MoVO-based catalysts for the oxidation of ethane to ethylene and acetic acid: Influence of niobium and/or palladium on physicochemical and catalytic properties

Abstract

The influence of niobium and/or palladium in MoV 0.4O x on both solid state chemistry and catalytic properties in the oxidation of ethane to acetic acid and ethylene is examined. Catalysts without molybdenum (VNb 0.31Pd 3e-4O x ) are also studied for comparison. The structural properties of the precursors and of the catalysts obtained by calcination of precursors at 350 and 400 °C are studied by X-ray diffraction, and by laser Raman and X-ray photoelectron spectroscopies. These properties depend on the presence or absence of niobium, and to a lesser extent, of palladium. Nb-free precursors and catalysts are heterogeneous mixtures of crystalline oxides, among which hexagonal and orthorhombic MoO 3. The presence of Pd favors the instability of both precursors and catalysts. The catalysts are poorly active (conversion <4%), but they are mainly selective to acetic acid ( S AA max = 61–73 mol%) and to CO x ( S C O x max = 30 − 72 mol % ).

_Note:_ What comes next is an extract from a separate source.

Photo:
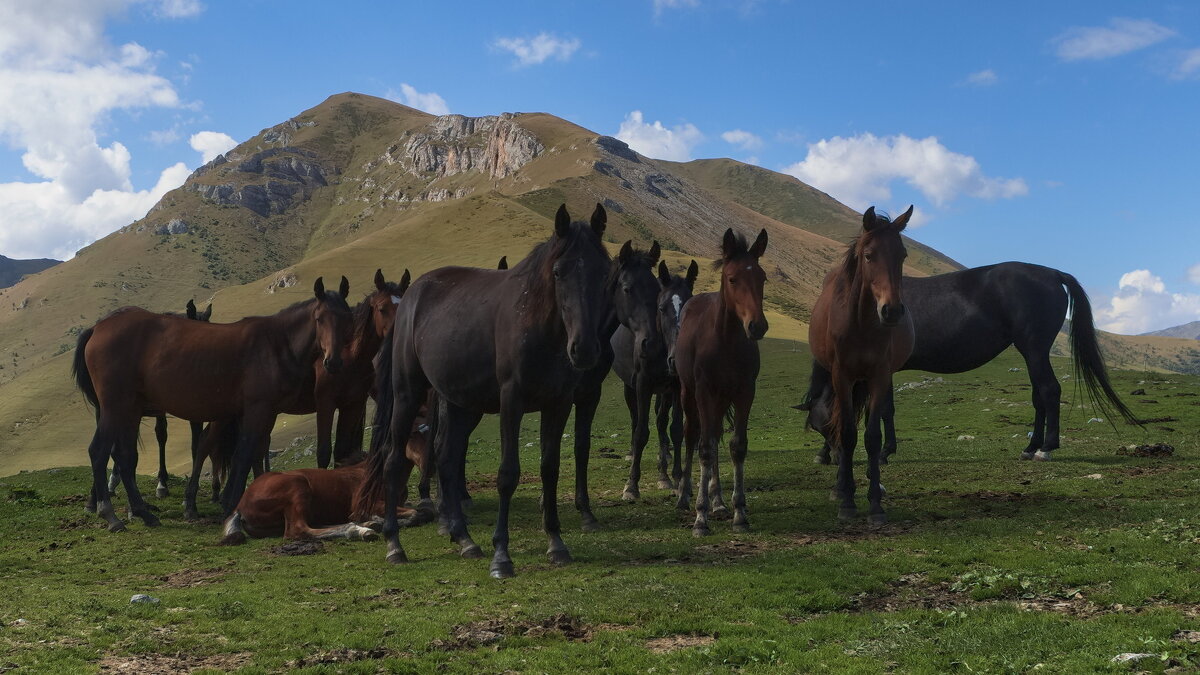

The Nb-containing precursors without or with Pd are more stable, and the catalysts are made up of nanocrystalline particles of V, Nb-doped Mo 5O 14 and of V x Mo 1− x O 3− x/2 . They are active (conversion <15%) and very selective to ethylene and acetic acid ( S tot = 90–96 mol%). The surface being enriched with vanadium in most cases, the discussion deals with the relative role of Nb and Pd and their possible location in the identified oxides. Because no M1 and/or M2 oxides could be identified, synergistic effects between nanocrystals of (VMoNb) 5O 14 and V x Mo 1− x O 3−0.5 x are proposed to account for the high catalytic performance of the multicomponent MoVNb(Pd) oxides.